It's hard to make banks adhere to CMBS disclosure standards if investors are happy to ignore them. The buyside only has itself to blame for not insisting on proper transparency.

Five years into the crisis, and you would have thought that CMBS bankers would have learnt a lesson or two about how to find ways of encouraging investors back to the table. After all, that is what's needed to get a market back on its feet.

But apparently not.

Last week’s Isobel Finance No 1 CMBS, arranged by RBS, was shunned by several investors because of its appalling transparency. Shockingly, the name of the borrower of the largest loan — the Alpha mezzanine loan, valued at £152m — was not disclosed.

In fact, one major investor who passed on the deal reckons that disclosure standards on many borrowers were insufficient.

The ABS industry has tried to set disclosure standards through best practice guidelines, stipulated by the Commercial Real Estate Financial Council under its CMBS 2.0 standard. But these are a fat lot of good if they are ignored.

RBS is no stranger to sub-standard CMBS disclosure, of course. Back in July, Fitch decided to withdraw ratings from three classes of RBS’s Epic (Drummond) CMBS and downgraded four more senior tranches because of a lack of information on work-out strategies.
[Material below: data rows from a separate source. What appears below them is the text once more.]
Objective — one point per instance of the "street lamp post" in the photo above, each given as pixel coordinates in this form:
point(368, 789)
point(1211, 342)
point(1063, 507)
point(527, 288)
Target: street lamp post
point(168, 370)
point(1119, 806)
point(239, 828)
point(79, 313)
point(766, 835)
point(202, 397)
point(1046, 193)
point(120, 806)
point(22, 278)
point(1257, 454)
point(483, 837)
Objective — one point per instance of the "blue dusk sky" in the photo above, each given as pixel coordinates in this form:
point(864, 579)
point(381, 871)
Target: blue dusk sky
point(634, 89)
But to be fair to the bank, RBS was never compelled to adopt these standards — the onus is on investors to put the pressure on firms to step up to the mark. If blame is to be laid anywhere, it should be at the doorstep of those who bought Isobel Finance No 1 and who lamely accepted what was shown to them without demanding better public disclosure.
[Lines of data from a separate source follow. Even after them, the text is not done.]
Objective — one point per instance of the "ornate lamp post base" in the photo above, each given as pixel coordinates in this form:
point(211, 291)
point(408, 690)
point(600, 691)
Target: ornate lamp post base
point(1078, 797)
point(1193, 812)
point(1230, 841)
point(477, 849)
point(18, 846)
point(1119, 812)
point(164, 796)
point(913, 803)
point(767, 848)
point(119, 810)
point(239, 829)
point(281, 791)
Investors are in the strongest position to drive the process because they can vote with their feet. But unless they close ranks and insist on higher standards, it will be all too easy for issuers to take advantage.
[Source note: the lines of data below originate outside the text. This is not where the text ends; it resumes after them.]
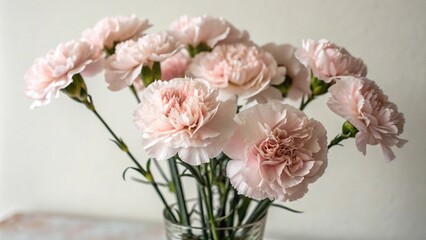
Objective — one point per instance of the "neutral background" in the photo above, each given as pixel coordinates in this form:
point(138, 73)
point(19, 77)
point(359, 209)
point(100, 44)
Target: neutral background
point(58, 158)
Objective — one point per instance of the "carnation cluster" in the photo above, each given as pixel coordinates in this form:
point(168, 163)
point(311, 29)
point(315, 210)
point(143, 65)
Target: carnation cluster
point(213, 104)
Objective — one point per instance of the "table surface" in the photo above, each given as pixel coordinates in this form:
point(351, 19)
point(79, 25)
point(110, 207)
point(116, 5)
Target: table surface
point(39, 226)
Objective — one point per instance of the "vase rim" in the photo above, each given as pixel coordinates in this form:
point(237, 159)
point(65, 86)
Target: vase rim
point(207, 228)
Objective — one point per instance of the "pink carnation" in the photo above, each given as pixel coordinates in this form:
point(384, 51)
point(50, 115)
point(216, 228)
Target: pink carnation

The fact that investors did not take more of a stand is all the more surprising given that they have a fiduciary duty to undertake appropriate due diligence. After all, fund managers are investing on behalf of their clients — who will have paid a hefty fee in the belief that these professionals knew what questions to ask in order to justify their investment decision.

And if asset managers need any more firepower to justify their case, they need look no further than the newly proposed the Alternative Investment fund managers (AIFM) directive, which should come into effect next year. Under these proposals funds will be legally obliged to undertake proper due diligence — and that means having a thorough understanding of underlying CMBS borrowers.

Furthermore, under the Undertakings for Collective Investment in Transferable Securities (Ucits) rules, funds also have an obligation to undertake due diligence — which necessitates a minimum level of transparency.

And if all that were not enough, Article 122a of the Capital Requirements Directive makes it clear that there are disclosure standards that bank investors must adhere to. Buyers must be able to demonstrate that they have “a comprehensive and thorough understanding of their positions commensurate with the risk profile of their investments”. According to PwC, a failure to do so will result in additional risk weights of up to 1250% being applied to investments.

Legislation is only good in so far as it is sufficiently detailed and sufficiently enforced. But since in many of these cases is almost impossible to enforce, it is investors that must drive corporate governance.

They are the ultimate guardians of good practice. When they don’t insist on it, the result is bad product.